Written by Kyle Rempfer for Army Times
A rare gunfight between U.S. paratroopers and pro-Syrian regime forces last summer has led to charges against a senior enlisted soldier assigned to the 82nd Airborne Division at Fort Bragg, North Carolina.
The clash occurred near Tal al-Zahab, in Syria’s northeast, where a tenuous U.S. military presence has guarded lucrative oil fields and chased lingering Islamic State fighters. Altercations with local militias and Russian forces last year highlighted the unpredictable nature of the mission there, and at least one incident followed soldiers home.
Sgt. 1st Class Robert Nicoson, of Blackhorse Troop, 1st Squadron, 73rd Cavalry Regiment, was charged in early April with two counts of failure to obey a lawful order, two counts of reckless endangerment, one count of communicating threats and three counts of obstructing justice.

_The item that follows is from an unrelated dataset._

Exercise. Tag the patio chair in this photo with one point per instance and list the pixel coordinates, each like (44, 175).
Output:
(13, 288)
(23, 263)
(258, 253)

The charges stem from a roughly 10-minute gunfight that erupted at a pro-Syrian regime checkpoint Aug. 17, 2020. The exchange reportedly killed one Syrian fighter and wounded two others. There were no U.S. casualties. A portion of the gunfight was caught on video, though it does not show how it began.
After “receiving safe passage from pro-regime forces,” the Americans “came under small arms fire from individuals in the vicinity of the checkpoint” and returned fire in self-defense, Operation Inherent Resolve officials said in a statement at the time.
Eight months later, OIR spokesman Col. Wayne Marotto declined to comment on an investigation into the incident. The U.S.-led coalition “cannot comment on any allegations that are under investigation or the subject of current or pending court-martial charges,” he told Army Times.
The charges against Nicoson allege that he put soldiers into a situation they shouldn’t have been in and made threats against the pro-Syrian regime forces at the checkpoint before the gunfight started, according to Nicoson’s civilian defense attorney, Phillip Stackhouse.
“Soldiers were told to stay two kilometers away from particular Syrian forces, but the missions that [Nicoson] was a part of, presumably took them within two kilometers of those same Syrian forces,” Stackhouse said.